In collider experiments, for example, the simulations are slow because of all the detail that goes into each application. Particles traverse the detector, and researchers simulate their interactions with the detector material. However, any movement by a particle can cause a change both in the material of the detector, and in the type of interaction that’s taking place.
This means that not just the inputs but the actual computations that the simulation requires are changing with every computational step. Each particle essentially wants to do something different, and that complexity is challenging for modern computers to simulate.
“But if you take just [the final results] ... the idea is you can train some kind of AI algorithm that will reproduce that distribution very accurately,” Pedro says. “And it will do that [in a way that’s] very easy to accelerate on a modern computing architecture.”
In other words, researchers accelerate slow particle detector simulations by replacing part or all of them with machine-learning models. They train these models on data from real detector experiments, or even with models trained on data from previous simulations. This framework applies to many other areas of particle physics as well, and it can serve to enhance not only the speed but also the accuracy of simulations.
“The basic idea is [always] more or less similar: that there’s some very computationally intensive tasks that you can approximate to a very good degree of fidelity with an AI algorithm if you're careful enough,” Pedro says.
Need a better ML model? DIY.
Of course, just as Monte Carlo methods have their limitations, so too do the machine-learning models that physicists use to speed them up. In part, that’s because so many machine-learning methods come from industry research, where data sets are quite different, and arguably less complex.
“In industry AI research, they tend to look at text, images and video,” Pedro says.
These human-created data formats usually come with simple, regular structures. A sentence is a sequence of words. An image is a grid of pixels. A video is a sequence of grids of pixels.
“The data we have in particle physics is regular in its own way, but…the relationships between pieces of the data are much more complicated,” Pedro says. “And so often, that's almost the whole problem—just trying to get an existing AI to act on our data efficiently and in a way that makes sense.”
As a result, researchers like Pedro sometimes find themselves taking AI and machine-learning methods from industry and pushing those methods to limits that surpass even traditional computer-science research in terms of the size or complexity of the problems they’re able to tackle.
Pedro mentioned a few examples of this from various areas of physics research, including a 2021 paper. In it, a group of high-energy physicists working on simulations of particle jets developed a novel version of the machine-learning model known as the generative adversarial network, or GAN. The researchers claimed that pre-existing GANs were “inadequate for physics applications.”

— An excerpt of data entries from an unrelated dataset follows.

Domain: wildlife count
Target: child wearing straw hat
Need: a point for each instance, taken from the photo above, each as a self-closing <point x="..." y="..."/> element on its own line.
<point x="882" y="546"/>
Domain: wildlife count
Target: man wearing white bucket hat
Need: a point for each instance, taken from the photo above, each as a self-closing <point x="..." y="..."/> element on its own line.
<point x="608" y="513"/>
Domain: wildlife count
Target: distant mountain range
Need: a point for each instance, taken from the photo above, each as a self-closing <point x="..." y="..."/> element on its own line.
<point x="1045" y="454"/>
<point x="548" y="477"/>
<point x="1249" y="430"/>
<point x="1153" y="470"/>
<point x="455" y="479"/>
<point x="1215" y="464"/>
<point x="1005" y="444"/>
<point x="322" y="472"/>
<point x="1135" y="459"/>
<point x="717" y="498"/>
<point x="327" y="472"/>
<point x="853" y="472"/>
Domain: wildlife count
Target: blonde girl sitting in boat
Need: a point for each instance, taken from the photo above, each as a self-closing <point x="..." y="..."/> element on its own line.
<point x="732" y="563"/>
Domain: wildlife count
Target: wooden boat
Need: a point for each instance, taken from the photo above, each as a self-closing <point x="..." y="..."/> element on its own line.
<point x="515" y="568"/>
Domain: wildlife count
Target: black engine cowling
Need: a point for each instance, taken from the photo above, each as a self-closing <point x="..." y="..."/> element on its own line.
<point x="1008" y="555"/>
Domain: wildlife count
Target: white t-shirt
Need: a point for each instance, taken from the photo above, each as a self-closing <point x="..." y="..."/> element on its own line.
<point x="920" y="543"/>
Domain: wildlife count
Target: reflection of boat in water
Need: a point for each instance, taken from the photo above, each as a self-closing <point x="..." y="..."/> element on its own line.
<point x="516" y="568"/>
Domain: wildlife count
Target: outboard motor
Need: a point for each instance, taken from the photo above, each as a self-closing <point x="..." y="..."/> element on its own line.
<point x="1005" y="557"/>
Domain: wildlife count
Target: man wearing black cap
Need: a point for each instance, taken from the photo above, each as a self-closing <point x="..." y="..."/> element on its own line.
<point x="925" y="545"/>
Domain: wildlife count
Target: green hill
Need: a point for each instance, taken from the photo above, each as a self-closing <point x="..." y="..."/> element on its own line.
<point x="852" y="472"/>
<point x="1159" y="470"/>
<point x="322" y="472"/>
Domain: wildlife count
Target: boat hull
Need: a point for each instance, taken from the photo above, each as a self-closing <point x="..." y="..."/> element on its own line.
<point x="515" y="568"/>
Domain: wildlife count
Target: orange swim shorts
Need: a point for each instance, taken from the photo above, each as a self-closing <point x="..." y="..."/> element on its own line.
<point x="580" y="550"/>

By making small adjustments to those models, they were able to develop a novel GAN that they say delivers improved quantitative results across every metric.
But while there are many benefits to integrating AI methods with physics applications, physicists also face a new set of challenges in dealing with the black-box nature of machine-learning algorithms themselves.
Machine-learning algorithms are often good at building internal models that generate correct answers, but bad at coherently explaining what those models are, or why they’re confident in their results. AI researchers in both industry and the sciences are still working to define the full scope of this “interpretability” problem, though some argue it is an especially pressing topic for scientific applications.
“Because we're not just trying to sell a product, right?” Pedro says. “We're actually trying to learn something about the universe.
“You can have an algorithm that might, inside of it, learn a bunch of physics and then it gives you an answer, but that's not really satisfying to us as scientists because we want to learn the physics too,” he says. “How do you coax an algorithm into telling you what it learned in a way that you can understand? This is also still a very open question.”